Climate Change

Ice shelves of Antarctica’s Pine Island Glacier may go earlier than expected

The melting of the glacier could result in a 0.5 metre global sea-level rise

 
By DTE Staff
Published: Tuesday 15 June 2021

The ice shelves of Pine Island Glacier are breaking apart rapidly and may collapse faster than previously projected, according to a study by Washington University and British Antarctic Survey. 

Pine Island Glacier is one of the largest ice streams in Antarctica. It contains approximately 180 trillion tonnes of ice, melting of which could result in 0.5 meters or 1.6 feet of global sea level rise.

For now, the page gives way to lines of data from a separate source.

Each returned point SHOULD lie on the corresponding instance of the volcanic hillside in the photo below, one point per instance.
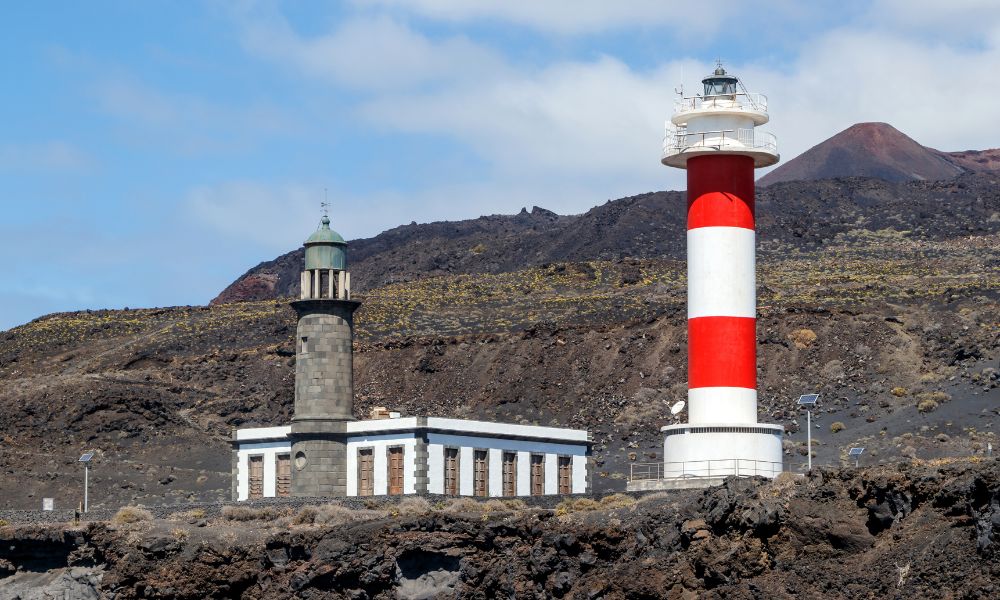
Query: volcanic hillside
(881, 296)
(879, 150)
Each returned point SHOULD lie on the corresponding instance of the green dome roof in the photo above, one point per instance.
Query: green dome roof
(325, 235)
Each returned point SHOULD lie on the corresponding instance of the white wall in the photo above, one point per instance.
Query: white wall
(380, 443)
(436, 443)
(269, 450)
(726, 450)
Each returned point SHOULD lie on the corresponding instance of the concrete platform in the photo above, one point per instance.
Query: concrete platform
(674, 483)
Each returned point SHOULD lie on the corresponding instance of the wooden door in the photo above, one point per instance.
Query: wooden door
(480, 473)
(366, 472)
(537, 474)
(509, 474)
(395, 471)
(256, 476)
(565, 475)
(451, 471)
(283, 475)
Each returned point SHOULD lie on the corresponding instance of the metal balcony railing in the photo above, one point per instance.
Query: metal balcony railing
(743, 101)
(676, 141)
(740, 467)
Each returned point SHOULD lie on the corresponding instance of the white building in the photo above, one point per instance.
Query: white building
(428, 455)
(325, 452)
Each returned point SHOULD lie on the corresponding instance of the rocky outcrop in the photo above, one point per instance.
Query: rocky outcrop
(879, 150)
(914, 531)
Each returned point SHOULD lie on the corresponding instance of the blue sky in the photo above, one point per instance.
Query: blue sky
(151, 152)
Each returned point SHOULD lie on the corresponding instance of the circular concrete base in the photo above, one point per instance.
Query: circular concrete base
(720, 450)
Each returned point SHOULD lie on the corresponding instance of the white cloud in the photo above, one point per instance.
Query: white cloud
(189, 124)
(271, 215)
(371, 53)
(571, 119)
(580, 16)
(45, 156)
(933, 92)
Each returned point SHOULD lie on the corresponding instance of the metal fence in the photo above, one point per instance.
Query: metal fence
(740, 467)
(679, 140)
(744, 102)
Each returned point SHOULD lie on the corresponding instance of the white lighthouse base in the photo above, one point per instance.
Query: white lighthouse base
(703, 455)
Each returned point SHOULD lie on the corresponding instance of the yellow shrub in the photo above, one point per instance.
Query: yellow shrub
(802, 338)
(131, 514)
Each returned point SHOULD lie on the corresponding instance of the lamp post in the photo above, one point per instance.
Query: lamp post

It is Antarctica’s largest contributor to sea-level rise, causing about one-sixth of a millimeter increase to the sea-level each year or about two-thirds of an inch per century. Several studies have shown that past speedups were due to melt-driven thinning, concentrated near the grounding line.

In this study, researchers analysed satellite images from January 2015 to March 2020. For most of the first two years, the satellites took high-resolution images every 12 days. The researchers found that recent changes in the ice shelf were not caused by processes directly related to ocean melting.

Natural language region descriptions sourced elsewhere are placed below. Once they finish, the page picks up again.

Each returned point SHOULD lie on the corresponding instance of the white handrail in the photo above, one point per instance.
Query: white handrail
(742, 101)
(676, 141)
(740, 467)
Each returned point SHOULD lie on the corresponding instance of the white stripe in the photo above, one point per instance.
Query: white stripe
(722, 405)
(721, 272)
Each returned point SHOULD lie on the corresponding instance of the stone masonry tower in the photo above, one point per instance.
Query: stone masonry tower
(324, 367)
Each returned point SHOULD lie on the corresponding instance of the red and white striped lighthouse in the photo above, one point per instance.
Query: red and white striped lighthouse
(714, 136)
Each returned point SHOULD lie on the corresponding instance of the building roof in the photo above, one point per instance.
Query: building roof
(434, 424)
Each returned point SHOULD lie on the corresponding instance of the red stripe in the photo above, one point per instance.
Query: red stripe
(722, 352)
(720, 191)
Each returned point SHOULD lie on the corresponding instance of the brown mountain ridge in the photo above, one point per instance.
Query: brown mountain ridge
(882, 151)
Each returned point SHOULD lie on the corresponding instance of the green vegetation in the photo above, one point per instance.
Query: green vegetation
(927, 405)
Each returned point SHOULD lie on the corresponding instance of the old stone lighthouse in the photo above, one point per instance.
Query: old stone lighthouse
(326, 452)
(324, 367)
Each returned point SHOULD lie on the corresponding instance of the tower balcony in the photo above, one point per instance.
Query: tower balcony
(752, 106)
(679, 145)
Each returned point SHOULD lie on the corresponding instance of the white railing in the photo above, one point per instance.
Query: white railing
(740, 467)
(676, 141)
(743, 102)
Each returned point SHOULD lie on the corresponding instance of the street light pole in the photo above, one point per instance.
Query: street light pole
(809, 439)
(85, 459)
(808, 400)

From 2017 to 2020, a large iceberg on the edge of the ice shelf collapsed and glaciers accelerated, the study revealed. The ice shelf lost about one-fifth of its area in this period, as captured by the Copernicus Sentinel-1 satellites, operated by the European Space Agency on behalf of the European Union. The glacier's surface also sped up by 12 per cent in this time.

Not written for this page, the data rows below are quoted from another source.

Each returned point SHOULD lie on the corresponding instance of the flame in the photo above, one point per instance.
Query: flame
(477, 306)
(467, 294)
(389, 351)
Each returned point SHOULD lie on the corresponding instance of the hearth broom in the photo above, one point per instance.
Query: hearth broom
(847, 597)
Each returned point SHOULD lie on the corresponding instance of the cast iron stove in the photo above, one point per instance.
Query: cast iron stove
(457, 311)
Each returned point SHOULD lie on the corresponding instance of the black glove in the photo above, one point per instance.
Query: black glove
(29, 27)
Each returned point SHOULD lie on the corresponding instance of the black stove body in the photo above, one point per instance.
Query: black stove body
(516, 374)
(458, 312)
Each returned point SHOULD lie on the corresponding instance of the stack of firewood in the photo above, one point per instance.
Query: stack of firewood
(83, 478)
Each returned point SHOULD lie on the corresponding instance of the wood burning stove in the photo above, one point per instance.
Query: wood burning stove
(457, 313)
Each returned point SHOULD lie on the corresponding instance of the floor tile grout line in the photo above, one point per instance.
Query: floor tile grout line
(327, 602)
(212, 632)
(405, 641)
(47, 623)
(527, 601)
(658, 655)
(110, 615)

The authors used an ice flow model to confirm that the loss of the ice shelf caused the observed speedup. High-resolution videos of glaciers stitched together from satellite data showed the sides of the ice shelf were gridded with respect to the coastline. But a large crack in the centre of the ice shelf caused a sudden snap.

Ian Joughin, glaciologist at the UW Applied Physics Laboratory and lead author of the paper, said:

The recent changes in speed are not due to melt-driven thinning; instead they're due to the loss of the outer part of the ice shelf. The glacier's speedup is not catastrophic at this point. But if the rest of that ice shelf breaks up and goes away then this glacier could speed up quite a lot.

Pine Island Glacier has a large ice shelf, which supports the glacier. Recent speedups due to edge weakening may shorten the timeline for the Pine Island Glacier to finally collapse into the ocean.

The study was published in the open access journal Science Advances on June 11.